Pois bem, os assuntos agendados para a reunião foram tratados e no final ela despediu-se, usando sempre a língua francesa: au revoir, je vous aime.

Como se afastou logo, não ouviu um comentário: 

Gostava de saber se alguma vez esta mulher ouviu um 'Je t'aime'. 

                   Sabia, no entanto, que ela nunca lho diria.

 

domingo, 25 de julho de 2021

O tanque, a água e as gotas do oceano

 

Era eu adolescente quando nos mudámos para a casa onde a minha mãe continua a viver. É aldeia, mas onde nós morávamos era mais aldeia ainda, apesar de ser a mesma aldeia. Havia muitos campos à volta e os lavradores deslocavam-se com os seus carros de bois que passavam ronceiros.

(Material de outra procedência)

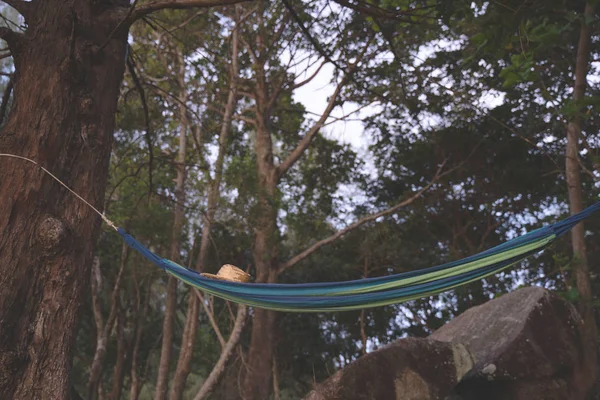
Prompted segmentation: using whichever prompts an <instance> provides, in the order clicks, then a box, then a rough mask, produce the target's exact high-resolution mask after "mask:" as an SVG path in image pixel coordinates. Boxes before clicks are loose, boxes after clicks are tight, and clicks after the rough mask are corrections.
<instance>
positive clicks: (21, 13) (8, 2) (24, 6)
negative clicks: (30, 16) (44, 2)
mask: <svg viewBox="0 0 600 400" xmlns="http://www.w3.org/2000/svg"><path fill="white" fill-rule="evenodd" d="M2 2H3V3H5V4H8V5H9V6H11V7H12V8H14V9H15V10H17V11H18V12H19V14H21V15H22V16H23V17H24V18H25V19H27V17H29V15H30V13H31V7H33V6H34V4H33V3H31V2H27V1H23V0H2Z"/></svg>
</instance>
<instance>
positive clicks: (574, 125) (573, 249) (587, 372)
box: [565, 2, 598, 388]
mask: <svg viewBox="0 0 600 400" xmlns="http://www.w3.org/2000/svg"><path fill="white" fill-rule="evenodd" d="M593 16H594V8H593V6H592V4H591V3H589V2H588V3H587V4H586V7H585V11H584V14H583V15H582V16H581V28H580V32H579V43H578V47H577V62H576V65H575V83H574V87H573V101H574V102H575V103H576V104H578V114H577V115H575V117H574V118H573V119H572V120H571V121H570V122H569V124H568V126H567V149H566V165H565V167H566V168H565V169H566V179H567V186H568V193H569V207H570V211H571V214H576V213H578V212H580V211H581V210H583V201H582V194H581V170H580V166H579V139H580V136H581V117H580V115H579V109H581V104H580V103H581V102H582V101H583V99H584V97H585V90H586V87H587V73H588V65H589V59H590V45H591V32H590V27H589V25H588V24H587V21H586V20H590V21H591V20H593ZM571 245H572V248H573V258H574V260H573V265H574V269H573V271H574V274H575V281H576V286H577V290H578V292H579V304H578V307H579V311H580V313H581V316H582V317H583V319H584V321H585V336H586V337H585V338H584V341H585V342H586V344H587V345H586V347H587V348H586V349H585V350H584V352H583V354H584V365H583V368H582V369H583V371H582V378H583V379H584V382H583V383H584V384H585V385H587V386H588V387H590V388H591V387H592V385H593V384H594V383H595V380H596V375H597V365H596V360H597V339H598V338H597V328H596V321H595V318H594V308H593V306H592V289H591V283H590V273H589V265H588V260H587V254H586V244H585V231H584V226H583V222H582V223H579V224H577V225H576V226H575V227H574V228H573V229H572V230H571Z"/></svg>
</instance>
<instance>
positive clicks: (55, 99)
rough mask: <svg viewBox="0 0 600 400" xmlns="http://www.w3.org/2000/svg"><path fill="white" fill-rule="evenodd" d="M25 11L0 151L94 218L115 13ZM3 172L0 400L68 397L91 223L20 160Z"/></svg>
mask: <svg viewBox="0 0 600 400" xmlns="http://www.w3.org/2000/svg"><path fill="white" fill-rule="evenodd" d="M114 3H117V2H114ZM26 4H27V5H28V6H26V8H27V9H28V10H29V12H28V13H27V14H28V15H27V18H26V19H27V24H28V28H27V30H26V32H25V33H24V34H22V35H20V34H16V33H10V32H7V31H4V32H3V37H4V38H5V39H6V40H7V41H8V42H9V44H10V46H11V50H12V55H13V58H14V63H15V68H16V72H15V75H14V103H13V106H12V109H11V112H10V115H9V116H8V120H7V121H6V125H5V126H4V128H3V130H2V133H1V134H0V149H1V150H2V152H5V153H13V154H17V155H20V156H25V157H29V158H31V159H34V160H36V161H37V162H39V163H40V165H43V166H44V167H45V168H47V169H48V170H50V171H52V172H53V173H54V174H55V175H56V176H58V177H59V178H61V179H63V180H64V181H65V182H66V183H67V184H68V185H69V186H70V187H72V188H73V189H74V190H75V191H76V192H78V193H79V194H81V195H82V196H83V197H84V198H86V199H87V200H88V201H89V202H90V203H92V204H94V205H95V206H96V207H99V208H101V207H102V204H103V202H104V190H105V187H106V180H107V172H108V161H109V156H110V150H111V144H112V133H113V129H114V115H115V111H116V107H117V98H118V94H119V87H120V83H121V79H122V77H123V71H124V64H125V53H126V44H127V34H126V32H124V31H114V28H115V26H116V25H117V23H118V20H117V19H115V18H114V17H113V15H114V14H113V13H110V10H111V9H112V8H114V7H115V5H116V4H110V3H109V2H99V1H77V2H64V1H63V0H47V1H44V2H36V3H26ZM121 5H123V4H121ZM113 31H114V32H113ZM0 170H2V180H1V181H0V193H2V202H0V231H1V232H3V233H4V234H3V235H0V321H2V322H1V323H0V337H1V338H2V340H1V341H0V393H2V396H3V397H4V398H11V399H69V398H71V395H72V392H71V383H70V378H69V369H70V366H71V357H72V353H73V346H74V344H75V336H76V331H77V329H76V327H77V322H78V316H79V309H80V305H81V303H82V298H83V295H84V293H85V291H87V290H89V289H88V288H89V286H88V285H89V277H90V266H91V263H92V252H93V249H94V245H95V243H96V239H97V236H98V233H99V228H100V218H99V217H98V215H96V214H95V213H94V212H93V211H92V210H91V209H90V208H89V207H88V206H86V205H85V204H83V203H82V202H81V201H80V200H78V199H77V198H75V197H73V195H72V194H70V193H69V192H67V191H66V190H65V189H64V188H61V187H60V185H58V184H57V183H56V182H55V181H53V180H52V179H51V178H49V177H48V176H47V175H45V174H44V173H42V171H41V170H39V169H38V168H36V167H33V166H32V165H30V164H28V163H25V162H24V161H22V160H17V159H5V158H3V159H1V160H0Z"/></svg>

Ora, alguns desses campos tinham nascentes que eram aproveitadas para tanques onde as mulheres iam lavar a roupa e, tantas vezes, limpar a alma do pó duro das suas vidas, enquanto ensaboavam, esfregavam, espremiam, torciam a roupa.

Como não havia máquinas de lavar, também a minha mãe lá ia. E muitas vezes eu ou a minha irmã. O meu irmão não, porque era mais novo e esses sítios eram como o chorar, isto é, não eram para homens.

Como a nova casa ficava um pouco mais distante, foi feito um tanque para lavarmos a roupa. A minha mãe queria-o grande, porque estava habituada a larguezas de água. Com o tempo, foi vendo que havia muito desperdício do líquido que viria a fazer muita falta - dizia ela, mesmo sem se ouvir ainda falar do assunto. Por isso, algum tempo depois, mandou fazer uma parede, reduzindo o tanque em mais de metade. Quando agora o uso para lavar algumas peças de roupa mais sujas ou mais delicadas, recordo essa mudança e os alertas da minha mãe, tão atuais e necessários agora.

E sempre a vi a aproveitar água da chuva para regar as plantas ou para lavagem de alguns espaços. Também as águas de lavar legumes não iam pelo cano abaixo. Louvo-lhe esses cuidados que mais pareciam nascer dela, porque nunca foi de passar muito tempo a ouvir rádio ou a ver televisão.

Não sei como estará esse lavadouro da minha infância, agora que já ninguém lá vai. Deus queira que a nascente não tenha secado. Parece que não tem nada a ver, mas não me posso esquecer de fechar a torneira enquanto lavo os dentes. A gente às vezes esquece-se de que o oceano é feito de muitas gotas.